In Griekenland, waar naar schattingen 10 keer zoveel Roma wonen als in Nederland, werden in de laatste drie jaar drie van hen, allemaal jongeren, wegens kleine delicten door de politie vermoord. Deze golf van geweld heeft het sociaal geëngageerde regieduo Anestis Azas en Prodromos Tsinikoris wakker geschud.

Azas en Tsinikoris begonnen zich af te vragen waarom Roma in Griekenland nog steeds sterk gemarginaliseerd worden, nauwelijks scholing of werk kunnen krijgen, en vaak in ‘kampen’ aan de rand van de stad wonen zonder elektriciteit of stromend water.

Voor hun theatervoorstelling Romaland werken ze samen met ‘ervaringsdeskundigen’: drie vrouwen en twee mannen, die de moed hebben om hun verhalen op het toneel te vertellen. Ze gaan over discriminatie, armoede, criminaliteit, vervolging – en om de pogingen om een goed leven te leiden. Romaland werd door de in Athene gevestigde Onassis Stichting geproduceerd en ging in hun theater– onder veel haatgeluiden op sociale media –  in november 2023 in première. Met het optreden in het Amsterdamse ITA op 9 en 10 februari – in het kader van festival Brandhaarden – begint de Europa-tour van de voorstelling.

Tsinikoris is als kind van Griekse ouders in Duitsland geboren. Azas groeide in Griekenland op en heeft aan de Berlijnse Ernst-Busch-Hochschule regie gestudeerd. Het duo ontwikkelt theaterproducties rond sociale vraagstukken zoals migratie, discriminatie, dakloosheid en werkcondities. Tot aan de laatste regeringswissel gaven ze leiding aan het Nationale Theater van Griekenland in Athene. Eerder was in Nederland hun voorstelling Clean City te zien waarin schoonmaaksters aan het woord kwamen.

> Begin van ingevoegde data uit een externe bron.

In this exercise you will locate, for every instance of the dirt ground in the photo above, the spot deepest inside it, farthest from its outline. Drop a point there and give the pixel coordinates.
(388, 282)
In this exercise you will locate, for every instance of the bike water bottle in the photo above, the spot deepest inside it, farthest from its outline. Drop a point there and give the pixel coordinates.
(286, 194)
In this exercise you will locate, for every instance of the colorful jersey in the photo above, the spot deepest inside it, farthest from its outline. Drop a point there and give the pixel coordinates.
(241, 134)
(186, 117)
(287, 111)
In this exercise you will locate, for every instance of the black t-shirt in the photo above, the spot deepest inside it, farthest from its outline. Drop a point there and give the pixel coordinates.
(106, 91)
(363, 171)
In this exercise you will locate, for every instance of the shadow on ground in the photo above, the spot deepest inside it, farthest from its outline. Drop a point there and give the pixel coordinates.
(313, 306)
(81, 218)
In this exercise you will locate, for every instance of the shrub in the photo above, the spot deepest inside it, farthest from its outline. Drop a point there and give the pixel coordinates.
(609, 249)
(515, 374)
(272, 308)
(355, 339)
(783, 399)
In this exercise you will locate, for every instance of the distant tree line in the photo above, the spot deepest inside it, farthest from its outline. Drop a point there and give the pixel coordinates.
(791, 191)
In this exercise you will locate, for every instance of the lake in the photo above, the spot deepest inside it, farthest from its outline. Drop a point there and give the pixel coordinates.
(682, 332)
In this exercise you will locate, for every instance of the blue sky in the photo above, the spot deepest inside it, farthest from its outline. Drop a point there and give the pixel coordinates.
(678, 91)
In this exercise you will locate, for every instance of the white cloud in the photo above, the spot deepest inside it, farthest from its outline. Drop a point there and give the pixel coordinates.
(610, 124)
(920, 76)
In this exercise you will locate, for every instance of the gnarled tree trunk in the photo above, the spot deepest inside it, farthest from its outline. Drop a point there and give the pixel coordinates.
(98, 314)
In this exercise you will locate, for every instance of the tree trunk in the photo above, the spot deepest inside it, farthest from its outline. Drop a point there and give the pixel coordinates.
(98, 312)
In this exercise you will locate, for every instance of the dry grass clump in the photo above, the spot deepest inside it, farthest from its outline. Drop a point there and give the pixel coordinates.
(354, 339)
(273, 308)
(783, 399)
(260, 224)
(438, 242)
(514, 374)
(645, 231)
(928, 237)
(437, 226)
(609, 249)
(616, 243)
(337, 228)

Waarnaar verwijst de titel Romaland? Willen jullie een land creëren voor de grootste Europese minderheid zonder eigen land? ­Of eerder onderzoeken wat een land eigenlijk is en zijn kan, wat het met etniciteit te doen heeft?
Azas: Het is onze methode om verhalen te ontwikkelen voor het theater vanuit het perspectief van mensen die daarbuiten nauwelijks de mogelijkheid hebben met hun belangen in de openbaarheid vertegenwoordigd te worden. Romaland is een vertelling over Griekenland, waarbij de titel naar die burgers vernoemd is die er het slechtste voorstaan. Zo wordt het toneel tot een plek, waar de kijk op het land verandert – en wordt het land tot een onbekend terrein.

Roma zijn in Griekenland heel aanwezig in het straatbeeld. Je ziet ze als verzamelaars van recyclingmateriaal, mandenvlechters, groenteverkopers, bedelaars. Hoe keken jullie tegen Roma aan voordat jullie de voorstelling maakten?
Tsinikoris: In Griekenland zijn Roma in het stadsbeeld duidelijker herkenbaar als deel van een parallelsamenleving dan in het centrum van de Duitse grootstad, waarin ik als kind van Griekse ouders ben opgegroeid. Toch ben ik voor ons theaterwerk nooit met hen in contact gekomen. Er zijn nauwelijks echte ontmoetingsmogelijkheden. Ik ben wakker geschud door de drie moorden, die in de laatste drie jaar door de politie op Roma gepleegd werden. Ik vroeg me af: waarom kan niemand dit iets schelen?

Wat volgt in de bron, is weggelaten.